Crise da dívida
Governador do PT deverá encaminhar consulta ao STF; Planalto teria dado o sinal verde.
(Brasília-DF,12/04/2004) Quando os governadores se encontrarem no próximo dia 26, daqui há duas semanas, para discutir uma pauta que não estaria definida mas que tem como certa a questão da dívida dos estados com a União - é bem provável que já esteja em discussão no Supremo Tribunal Federal, STF, uma “consulta” patrocinada pelo Governo do Estado do Piauí, comandado pelo único governador eleito pelo PT nas última eleições – Wellington Dias –, que pretende acabar com os questionamentos sobre a receita líquida dos estados qual é descontada em 13% quando as transferências são feitas pela Secretaria Nacional do Tesouro do Ministério da Fazenda, como parte do acordo da dívida. A reunião dos 27 governadores será, em Brasília, com o presidente Luiz Inácio Lula da Silva.

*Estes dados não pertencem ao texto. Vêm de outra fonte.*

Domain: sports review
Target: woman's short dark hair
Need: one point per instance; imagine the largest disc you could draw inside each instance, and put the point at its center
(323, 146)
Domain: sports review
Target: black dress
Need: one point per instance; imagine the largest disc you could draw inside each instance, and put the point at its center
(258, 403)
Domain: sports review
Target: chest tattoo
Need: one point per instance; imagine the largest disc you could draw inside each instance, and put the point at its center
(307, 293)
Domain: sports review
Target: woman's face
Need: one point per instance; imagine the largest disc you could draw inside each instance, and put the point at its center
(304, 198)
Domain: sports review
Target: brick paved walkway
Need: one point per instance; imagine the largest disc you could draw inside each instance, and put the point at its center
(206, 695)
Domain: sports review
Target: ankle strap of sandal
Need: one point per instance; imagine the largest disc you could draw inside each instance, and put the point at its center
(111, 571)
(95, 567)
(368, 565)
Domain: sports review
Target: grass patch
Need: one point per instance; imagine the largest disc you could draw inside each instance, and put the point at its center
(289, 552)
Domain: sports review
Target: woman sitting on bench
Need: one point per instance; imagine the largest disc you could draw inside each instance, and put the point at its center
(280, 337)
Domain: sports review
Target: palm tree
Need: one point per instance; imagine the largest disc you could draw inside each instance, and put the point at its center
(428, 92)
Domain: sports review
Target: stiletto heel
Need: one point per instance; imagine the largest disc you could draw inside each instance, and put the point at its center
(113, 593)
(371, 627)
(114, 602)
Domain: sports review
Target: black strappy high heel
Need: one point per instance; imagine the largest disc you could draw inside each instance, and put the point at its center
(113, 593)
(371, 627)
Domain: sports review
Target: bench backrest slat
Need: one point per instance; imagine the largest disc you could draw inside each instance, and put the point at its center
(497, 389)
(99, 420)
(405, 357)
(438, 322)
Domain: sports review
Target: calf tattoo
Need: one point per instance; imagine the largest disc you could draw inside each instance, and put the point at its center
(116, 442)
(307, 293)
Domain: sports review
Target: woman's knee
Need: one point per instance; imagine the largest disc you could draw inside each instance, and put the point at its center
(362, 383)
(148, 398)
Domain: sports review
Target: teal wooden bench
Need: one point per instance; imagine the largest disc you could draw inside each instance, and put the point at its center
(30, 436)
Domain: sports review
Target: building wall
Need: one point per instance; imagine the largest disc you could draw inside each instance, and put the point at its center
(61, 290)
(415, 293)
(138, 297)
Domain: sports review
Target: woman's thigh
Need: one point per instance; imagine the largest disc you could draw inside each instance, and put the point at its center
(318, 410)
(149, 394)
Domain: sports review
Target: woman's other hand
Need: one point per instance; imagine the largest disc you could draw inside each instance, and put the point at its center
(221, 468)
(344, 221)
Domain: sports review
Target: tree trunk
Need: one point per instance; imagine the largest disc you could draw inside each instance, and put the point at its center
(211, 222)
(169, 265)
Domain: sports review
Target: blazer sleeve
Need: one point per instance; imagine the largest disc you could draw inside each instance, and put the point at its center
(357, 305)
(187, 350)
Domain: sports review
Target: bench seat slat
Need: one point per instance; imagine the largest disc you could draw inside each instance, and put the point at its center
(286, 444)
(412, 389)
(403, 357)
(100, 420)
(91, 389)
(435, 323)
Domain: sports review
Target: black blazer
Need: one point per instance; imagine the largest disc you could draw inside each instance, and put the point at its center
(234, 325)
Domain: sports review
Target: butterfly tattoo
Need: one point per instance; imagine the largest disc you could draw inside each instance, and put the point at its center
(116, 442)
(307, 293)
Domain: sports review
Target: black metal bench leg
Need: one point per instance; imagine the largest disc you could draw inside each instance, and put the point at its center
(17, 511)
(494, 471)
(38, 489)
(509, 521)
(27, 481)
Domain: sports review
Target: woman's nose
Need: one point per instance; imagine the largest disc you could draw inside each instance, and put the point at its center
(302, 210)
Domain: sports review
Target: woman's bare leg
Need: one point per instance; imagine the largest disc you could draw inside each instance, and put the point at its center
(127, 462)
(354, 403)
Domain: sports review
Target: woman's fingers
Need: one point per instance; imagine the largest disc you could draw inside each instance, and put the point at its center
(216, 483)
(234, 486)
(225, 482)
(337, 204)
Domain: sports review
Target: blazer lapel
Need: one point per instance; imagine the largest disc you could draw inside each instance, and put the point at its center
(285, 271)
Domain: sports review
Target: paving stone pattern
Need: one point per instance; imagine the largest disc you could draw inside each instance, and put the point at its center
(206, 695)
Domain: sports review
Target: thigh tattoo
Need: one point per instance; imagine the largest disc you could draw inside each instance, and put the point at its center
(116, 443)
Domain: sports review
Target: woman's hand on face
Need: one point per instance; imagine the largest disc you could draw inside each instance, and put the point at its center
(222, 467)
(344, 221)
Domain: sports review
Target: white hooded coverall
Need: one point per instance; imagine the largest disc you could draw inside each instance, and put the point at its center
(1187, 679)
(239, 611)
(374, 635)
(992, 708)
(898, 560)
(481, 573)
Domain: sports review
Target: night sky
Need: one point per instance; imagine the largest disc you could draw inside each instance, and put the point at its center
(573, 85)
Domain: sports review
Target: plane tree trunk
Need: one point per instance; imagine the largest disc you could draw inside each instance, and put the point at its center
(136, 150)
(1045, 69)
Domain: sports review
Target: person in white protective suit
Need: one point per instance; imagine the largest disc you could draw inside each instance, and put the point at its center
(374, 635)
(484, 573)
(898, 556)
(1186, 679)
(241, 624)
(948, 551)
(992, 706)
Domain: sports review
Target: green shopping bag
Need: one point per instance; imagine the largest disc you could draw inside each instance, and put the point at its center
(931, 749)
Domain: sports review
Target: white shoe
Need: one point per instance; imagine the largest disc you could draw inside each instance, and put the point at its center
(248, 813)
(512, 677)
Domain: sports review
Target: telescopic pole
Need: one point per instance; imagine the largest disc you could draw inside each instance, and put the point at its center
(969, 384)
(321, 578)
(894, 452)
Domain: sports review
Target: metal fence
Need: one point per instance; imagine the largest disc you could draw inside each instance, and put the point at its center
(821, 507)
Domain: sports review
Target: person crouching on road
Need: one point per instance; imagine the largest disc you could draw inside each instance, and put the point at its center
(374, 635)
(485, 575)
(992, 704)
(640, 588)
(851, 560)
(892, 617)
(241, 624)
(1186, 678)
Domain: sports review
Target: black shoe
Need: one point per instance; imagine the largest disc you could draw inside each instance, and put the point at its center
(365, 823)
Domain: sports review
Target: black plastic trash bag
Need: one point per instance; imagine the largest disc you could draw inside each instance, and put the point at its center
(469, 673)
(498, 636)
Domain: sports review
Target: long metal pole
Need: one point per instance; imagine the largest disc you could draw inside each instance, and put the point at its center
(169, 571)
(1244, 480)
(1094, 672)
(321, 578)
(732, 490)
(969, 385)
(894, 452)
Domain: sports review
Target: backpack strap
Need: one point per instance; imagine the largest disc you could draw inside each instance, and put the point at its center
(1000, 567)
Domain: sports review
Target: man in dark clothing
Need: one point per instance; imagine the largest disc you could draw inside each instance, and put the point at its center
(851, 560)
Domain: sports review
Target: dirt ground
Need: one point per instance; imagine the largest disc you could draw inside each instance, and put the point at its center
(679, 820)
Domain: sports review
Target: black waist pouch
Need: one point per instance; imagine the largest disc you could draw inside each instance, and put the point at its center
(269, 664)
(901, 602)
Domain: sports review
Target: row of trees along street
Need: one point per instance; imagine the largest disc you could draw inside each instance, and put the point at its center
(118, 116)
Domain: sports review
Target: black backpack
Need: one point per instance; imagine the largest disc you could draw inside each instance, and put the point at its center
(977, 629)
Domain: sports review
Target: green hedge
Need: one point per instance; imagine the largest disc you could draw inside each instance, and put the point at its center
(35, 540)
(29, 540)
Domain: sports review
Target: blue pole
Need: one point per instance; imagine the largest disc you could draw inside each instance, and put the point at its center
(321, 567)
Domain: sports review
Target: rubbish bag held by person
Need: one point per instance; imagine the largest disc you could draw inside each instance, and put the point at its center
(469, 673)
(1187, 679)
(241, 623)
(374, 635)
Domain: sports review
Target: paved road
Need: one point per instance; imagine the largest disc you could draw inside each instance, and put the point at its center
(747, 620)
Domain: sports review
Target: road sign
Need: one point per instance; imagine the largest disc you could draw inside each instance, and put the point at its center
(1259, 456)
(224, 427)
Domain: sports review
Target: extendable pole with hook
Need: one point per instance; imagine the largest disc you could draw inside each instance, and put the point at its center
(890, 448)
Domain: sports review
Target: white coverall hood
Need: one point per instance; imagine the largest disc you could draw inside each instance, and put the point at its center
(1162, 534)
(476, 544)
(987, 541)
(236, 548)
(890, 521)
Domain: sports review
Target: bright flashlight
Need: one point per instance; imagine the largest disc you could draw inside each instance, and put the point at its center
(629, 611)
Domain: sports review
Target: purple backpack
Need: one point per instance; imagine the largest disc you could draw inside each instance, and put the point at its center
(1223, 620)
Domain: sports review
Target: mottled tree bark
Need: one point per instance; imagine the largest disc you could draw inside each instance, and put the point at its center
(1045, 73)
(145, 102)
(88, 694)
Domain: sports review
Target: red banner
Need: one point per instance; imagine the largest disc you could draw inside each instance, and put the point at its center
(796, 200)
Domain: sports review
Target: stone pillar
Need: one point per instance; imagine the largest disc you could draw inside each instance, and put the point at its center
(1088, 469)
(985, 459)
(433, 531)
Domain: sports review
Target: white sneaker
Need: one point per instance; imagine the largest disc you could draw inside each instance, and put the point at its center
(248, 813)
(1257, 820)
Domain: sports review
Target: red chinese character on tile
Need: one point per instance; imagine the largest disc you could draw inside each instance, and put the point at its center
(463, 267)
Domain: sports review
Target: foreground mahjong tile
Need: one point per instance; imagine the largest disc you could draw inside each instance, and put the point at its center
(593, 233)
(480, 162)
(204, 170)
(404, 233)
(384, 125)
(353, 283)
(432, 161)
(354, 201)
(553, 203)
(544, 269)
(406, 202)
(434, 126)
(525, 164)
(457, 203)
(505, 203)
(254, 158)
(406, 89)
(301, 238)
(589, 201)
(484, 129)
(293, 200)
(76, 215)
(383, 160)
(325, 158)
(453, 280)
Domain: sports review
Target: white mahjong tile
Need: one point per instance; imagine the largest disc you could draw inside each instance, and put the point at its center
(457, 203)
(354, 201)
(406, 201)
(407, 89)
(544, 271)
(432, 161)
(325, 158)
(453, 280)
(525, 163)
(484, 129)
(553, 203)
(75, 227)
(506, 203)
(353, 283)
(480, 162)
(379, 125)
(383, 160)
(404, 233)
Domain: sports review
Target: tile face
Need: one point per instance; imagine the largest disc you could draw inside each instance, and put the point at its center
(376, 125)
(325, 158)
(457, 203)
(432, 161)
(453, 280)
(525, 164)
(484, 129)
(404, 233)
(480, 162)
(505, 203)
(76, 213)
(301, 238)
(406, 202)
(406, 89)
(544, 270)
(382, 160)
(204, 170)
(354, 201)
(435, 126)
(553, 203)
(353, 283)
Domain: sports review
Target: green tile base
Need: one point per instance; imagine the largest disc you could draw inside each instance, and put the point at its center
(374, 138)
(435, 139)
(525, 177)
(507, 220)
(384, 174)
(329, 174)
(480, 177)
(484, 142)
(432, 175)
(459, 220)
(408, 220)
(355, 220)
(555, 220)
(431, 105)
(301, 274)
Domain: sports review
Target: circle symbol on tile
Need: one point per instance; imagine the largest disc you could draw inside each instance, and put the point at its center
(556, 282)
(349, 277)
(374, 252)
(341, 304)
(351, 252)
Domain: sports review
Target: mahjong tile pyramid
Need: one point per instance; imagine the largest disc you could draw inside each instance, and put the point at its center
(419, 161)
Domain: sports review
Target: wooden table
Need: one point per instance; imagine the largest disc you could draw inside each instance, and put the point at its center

A “consulta” a ser feita pelo governador piauiense teria o apoio do Palácio do Planalto. Na quarta-feira da semana passada o governador piauiense teve um longo encontro, reservado, com o ministro Luiz Gushiken, da Comunicação, apurou a Politicareal. O Governo do Piauí vem há três meses em negociações com o Ministério da Fazenda e a Secretaria do Tesouro mas a pouca evolução nas discussões técnicas acabou vertendo para a questão política – o ministro Gushiken seria o elo político que conecta o Ministério da Fazenda com o principal gabinete do quarto andar do Palácio do Planalto. Os governadores nordestinos foram quem propuseram, e conseguiram, na reunião do último dia 17 de março, em Fortaleza, com o presidente Luiz Inácio Lula da Silva, uma reunião de todos os governadores no próximo dia 26, aqui em Brasília com o Presidente. Recentemente, logo após o encontro de Fortaleza, noutro encontro na capital cearense, dessa vez só dos governadores tucanos – o governador Aécio Neves(MG) pediu retomada da atividade econômica e o fim da paralização do Governo. O Governo teria respondido que os Estados não suportariam um mês sem o apoio da União. O governador Cássio Cunha Lima, da Paraíba, um dos tucanos mais próximos ao Planalto, seria um dos principais articuladores da rediscussão da dívida, mas não pela questão do mérito e, sim, pela matiz do cálculo para se alcançar o percentual de 13 % a ser descontado das parcelas que os governos recebem, todos os meses, via Secretaria Nacional do Tesouro - de suas transferências obrigatórias. Ainda não há data certa para o encaminhamento dessa ação. Essa discussão sobre a dívida, patrocinada por um petista, já é vista como mais um " fogo amigo" que o Governo terá que enfrentar justo no momento em que muda o comando do Fundo Monetário Internacional e se aguarda a divulgação do PIB trimestral.
A PROPOSTA DO PIAUÍ – O governador piauiense defende em sua proposta, diferente da de Cunha Lima que patrocina, assim como outros, a tese de se mudar o índice para atualização da dívida, que hoje seria o IGP-DI pelo IGPM - que se retire da composição de recursos que definem a receita líquida algumas transferências, como as voltadas para educação e saúde que estariam sofrendo bloqueios como as que já seguem com os Fundos de Participação dos Estados, FPE’s. A tese do Governo do Piauí será apresentada, formalmente, ao Supremo Tribunal Federal através de uma “consulta” visto que o Supremo seria a Corte própria para solucionar possíveis questionamentos entre os Estados. Fonte ligada ao Supremo garante que a Corte não responde consultas dessa ordem e que se o Governo do Piauí tem dúvidas sobre o assunto em questão ele vai ter que propor a ação ,diretamente,. para ser apreciada pelos ministros.
Há informações de que os estados estariam vivendo um guerra subterrânea com o Governo Federal, em vários níveis – INSS, Banco Central e Secretaria do Tesouro -, face a retenção de créditos que os governos teriam direito a receber. A União estaria dificultando que os governos estaduais, através de suas secretarias de Fazenda, obtivessem esses créditos, estados como Sergipe, Paraná, Goiás e São Paulo são os que estariam questionando como podem o que acham que possuem direito.. O Piauí teria sido um dos que mais vêm perdendo nessa disputa estados-união, apesar de recentes números do Siafi, divulgados pela “Folha da S. Paulo”.